The principle of our VSA is illustrated in Fig. 1a. A continuous-wave (CW), widely chirping laser is sent to and transmits through a device under test (DUT) that can be either a passive device or a laser source. During laser chirping, for passive devices, the frequency-dependent linear transfer function (LTF) containing the DUT’s loss and phase information is photodetected and recorded. For laser sources, the chirping laser beats progressively with different frequency components of the optical spectrum, and the beatnote signal is digitally recorded in the RF domain using a narrow-band-pass filter. In both cases, the VSA outputs a time-domain trace, with each data point corresponding to the DUT’s instantaneous response at a particular frequency during laser chirping. In short, the chirping laser coherently maps the DUT’s frequency-domain response into the time domain. Since the laser cannot chirp perfectly linearly, critical to this frequency-time mapping is precise and accurate calibration of the instantaneous laser frequency at any given time. This requires to refer the chirping laser to a calibrated “frequency ruler”.
Following this principle, we construct the setup as shown in Fig. 1b. A widely tunable, mode-hop-free, external-cavity diode laser (ECDL, Santec TSL) is used as the chirping laser. Cascading multiple ECDLs covering different spectral ranges allows the extension of full spectral bandwidth, which is 1260 to 1640 nm (55.1 THz) in our VSA with three ECDLs.

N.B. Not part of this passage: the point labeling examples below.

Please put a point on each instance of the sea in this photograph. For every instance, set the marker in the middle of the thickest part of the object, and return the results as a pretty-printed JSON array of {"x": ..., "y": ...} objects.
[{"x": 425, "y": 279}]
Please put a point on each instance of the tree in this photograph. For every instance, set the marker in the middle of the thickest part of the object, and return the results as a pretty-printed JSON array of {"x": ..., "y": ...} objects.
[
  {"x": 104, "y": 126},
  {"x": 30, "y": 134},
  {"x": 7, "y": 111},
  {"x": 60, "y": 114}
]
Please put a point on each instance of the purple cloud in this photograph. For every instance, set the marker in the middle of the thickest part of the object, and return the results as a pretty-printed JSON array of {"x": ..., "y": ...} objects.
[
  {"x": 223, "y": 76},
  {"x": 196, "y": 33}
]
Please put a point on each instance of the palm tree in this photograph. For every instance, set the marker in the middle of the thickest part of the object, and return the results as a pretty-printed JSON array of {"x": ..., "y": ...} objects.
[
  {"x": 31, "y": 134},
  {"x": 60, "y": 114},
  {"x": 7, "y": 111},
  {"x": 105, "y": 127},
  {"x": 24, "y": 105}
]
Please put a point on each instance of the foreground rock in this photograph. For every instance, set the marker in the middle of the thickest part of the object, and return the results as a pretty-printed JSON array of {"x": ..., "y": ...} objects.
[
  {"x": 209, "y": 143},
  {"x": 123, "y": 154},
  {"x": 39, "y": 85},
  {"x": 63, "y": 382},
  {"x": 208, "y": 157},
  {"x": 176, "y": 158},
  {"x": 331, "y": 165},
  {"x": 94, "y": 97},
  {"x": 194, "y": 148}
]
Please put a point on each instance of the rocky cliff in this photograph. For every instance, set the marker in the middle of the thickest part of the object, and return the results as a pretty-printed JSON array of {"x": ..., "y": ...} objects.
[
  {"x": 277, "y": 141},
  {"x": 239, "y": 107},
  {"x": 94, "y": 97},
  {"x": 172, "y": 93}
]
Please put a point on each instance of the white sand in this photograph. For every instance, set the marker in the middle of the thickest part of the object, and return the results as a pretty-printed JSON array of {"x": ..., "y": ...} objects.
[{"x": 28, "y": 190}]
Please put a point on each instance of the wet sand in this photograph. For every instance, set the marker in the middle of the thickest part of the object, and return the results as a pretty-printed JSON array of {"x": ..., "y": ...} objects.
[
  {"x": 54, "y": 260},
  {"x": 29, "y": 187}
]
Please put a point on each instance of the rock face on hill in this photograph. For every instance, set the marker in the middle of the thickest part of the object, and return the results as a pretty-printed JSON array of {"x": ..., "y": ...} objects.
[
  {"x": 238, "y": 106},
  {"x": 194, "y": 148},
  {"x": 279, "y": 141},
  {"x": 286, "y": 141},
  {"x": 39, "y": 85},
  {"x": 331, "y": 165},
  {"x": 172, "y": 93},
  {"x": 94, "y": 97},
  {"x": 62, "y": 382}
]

The ECDL’s CW output is split into two branches. One branch is sent to the DUT and the other is sent to a frequency-calibration unit. Such frequency calibration involves relative- (i.e. the frequency change relative to the starting laser frequency) and absolute-frequency- calibration (i.e. accurately measured starting laser frequency), The absolute-frequency calibration is performed by referring to a built-in wavelength meter with an accuracy of 200 MHz.